Kevin Marks
Biography
An area of particular interest to me is how the affordances
provide by social software tools interact in subtle ways with their users to
shape discourse, and how we can use insights from the humanities to guide users
to more useful interactions.
I disagree with the strong form of the Sapir-Whorf
hypothesis; language does not limit thought, but different languages do affect
how the thoughts end up being expressed and communicated. Some things are easier to say in one language than another, but if we have a new idea we need to share,
we will converge on a term like ‘blog’ or ‘podcasting’ to express it.
Social software tools, having different affordances, tend to
encourage differing kinds of discourse. Blogs amplify individual voices. Unlike
mailing lists, they don’t get lost in the hubbub. Wikis blur authorship, and
drive towards a consensual style. Blogs’ temporal flow creates an affordance
for reflective conversation that is diluted and washed away in Wikis.

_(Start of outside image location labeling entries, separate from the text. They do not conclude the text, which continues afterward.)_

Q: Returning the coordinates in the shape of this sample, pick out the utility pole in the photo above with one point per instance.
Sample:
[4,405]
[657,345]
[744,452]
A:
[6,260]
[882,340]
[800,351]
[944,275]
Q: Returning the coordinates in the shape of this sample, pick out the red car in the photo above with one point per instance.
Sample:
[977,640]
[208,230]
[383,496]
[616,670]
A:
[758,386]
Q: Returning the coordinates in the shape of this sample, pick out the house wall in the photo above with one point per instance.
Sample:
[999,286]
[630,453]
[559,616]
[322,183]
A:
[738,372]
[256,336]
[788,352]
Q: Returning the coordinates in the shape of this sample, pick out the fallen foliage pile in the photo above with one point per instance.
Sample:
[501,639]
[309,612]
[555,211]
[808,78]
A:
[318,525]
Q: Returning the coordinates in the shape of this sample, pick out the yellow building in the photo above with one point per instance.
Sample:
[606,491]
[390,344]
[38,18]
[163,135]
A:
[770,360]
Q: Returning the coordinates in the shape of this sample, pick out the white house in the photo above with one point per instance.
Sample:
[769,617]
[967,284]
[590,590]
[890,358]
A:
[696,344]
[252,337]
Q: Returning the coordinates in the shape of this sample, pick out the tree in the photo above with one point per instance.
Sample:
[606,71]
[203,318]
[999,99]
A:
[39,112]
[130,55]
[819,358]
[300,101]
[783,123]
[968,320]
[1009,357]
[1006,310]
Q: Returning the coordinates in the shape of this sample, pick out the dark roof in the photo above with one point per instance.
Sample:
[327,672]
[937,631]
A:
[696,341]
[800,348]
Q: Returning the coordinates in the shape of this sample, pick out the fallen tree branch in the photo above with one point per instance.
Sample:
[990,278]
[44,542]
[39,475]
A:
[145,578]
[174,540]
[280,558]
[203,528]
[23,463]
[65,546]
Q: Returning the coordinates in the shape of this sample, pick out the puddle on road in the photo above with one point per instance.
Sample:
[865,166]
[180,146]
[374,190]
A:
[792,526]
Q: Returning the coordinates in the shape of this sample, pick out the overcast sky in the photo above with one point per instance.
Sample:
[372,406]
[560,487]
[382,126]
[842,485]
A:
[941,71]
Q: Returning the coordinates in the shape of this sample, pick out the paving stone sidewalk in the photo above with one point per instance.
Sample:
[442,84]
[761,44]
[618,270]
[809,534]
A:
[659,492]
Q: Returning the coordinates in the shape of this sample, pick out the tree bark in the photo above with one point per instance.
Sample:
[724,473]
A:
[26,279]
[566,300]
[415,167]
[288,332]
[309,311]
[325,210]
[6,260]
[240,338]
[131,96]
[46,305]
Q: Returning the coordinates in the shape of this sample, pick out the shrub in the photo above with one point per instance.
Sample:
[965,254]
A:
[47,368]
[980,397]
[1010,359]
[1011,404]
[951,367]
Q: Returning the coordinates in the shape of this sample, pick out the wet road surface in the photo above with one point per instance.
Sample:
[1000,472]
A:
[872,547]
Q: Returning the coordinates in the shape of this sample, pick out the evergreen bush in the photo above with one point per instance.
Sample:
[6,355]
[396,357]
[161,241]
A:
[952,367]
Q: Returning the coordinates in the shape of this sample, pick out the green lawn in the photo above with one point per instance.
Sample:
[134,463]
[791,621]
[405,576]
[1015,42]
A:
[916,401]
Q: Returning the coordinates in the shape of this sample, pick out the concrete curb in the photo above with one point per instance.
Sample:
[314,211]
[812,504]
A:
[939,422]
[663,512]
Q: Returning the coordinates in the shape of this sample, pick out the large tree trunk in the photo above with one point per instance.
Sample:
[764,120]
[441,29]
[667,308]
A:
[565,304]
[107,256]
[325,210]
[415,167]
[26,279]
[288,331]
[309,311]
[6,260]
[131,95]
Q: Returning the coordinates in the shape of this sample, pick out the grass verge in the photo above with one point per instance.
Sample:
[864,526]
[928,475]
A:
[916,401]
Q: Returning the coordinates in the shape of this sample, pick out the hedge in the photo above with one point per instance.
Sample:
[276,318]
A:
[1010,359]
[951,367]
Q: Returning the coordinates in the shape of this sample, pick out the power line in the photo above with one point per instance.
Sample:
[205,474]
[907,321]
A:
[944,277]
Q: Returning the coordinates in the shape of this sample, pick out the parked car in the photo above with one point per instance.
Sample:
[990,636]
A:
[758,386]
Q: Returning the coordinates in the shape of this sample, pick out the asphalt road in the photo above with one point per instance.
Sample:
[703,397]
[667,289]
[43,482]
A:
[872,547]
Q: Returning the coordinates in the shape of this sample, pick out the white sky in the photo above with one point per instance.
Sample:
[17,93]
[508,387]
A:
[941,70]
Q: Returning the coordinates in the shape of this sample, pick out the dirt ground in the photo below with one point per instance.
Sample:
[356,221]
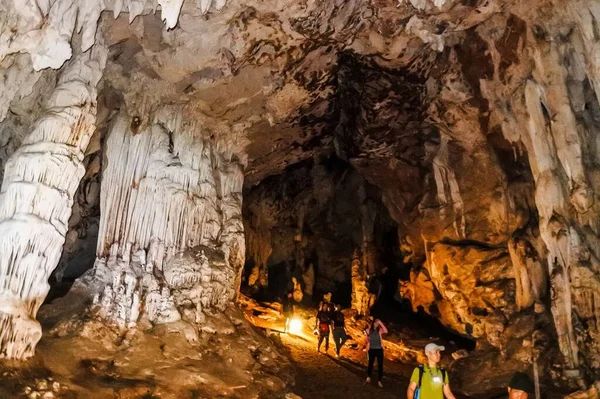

It is not inevitable that blogs become personal, wikis become
consensual, and mailing lists become confrontational, but that is the tendency
of each form.
There are some obvious generalisations that help when
designing new modes of interaction—for example, preventing comment spam. If
people know that their comments will be attributed to them and persist fro a
long time, this moves them from a Prisoners Dilemma to an Iterated Prisoners
Dilemma, and changes their view of how they should write, improving the quality
of discourse with strangers.
Similarly, the growth of bottom-up classification through
tagging is encouraged to converge when the tags used are made public and
shared, mirroring how shared vocabularies are constructed in natural languages.
Which principles of sociology can be brought to bear in the
design of new social software? Property ownership? Public shaming? Hayek’s
kosmos? Jane Jacobs’ theories of city neighbourhoods?
I’d like to discuss and explore these mappings from theory to practice in new areas, based on real work in protocol and software design.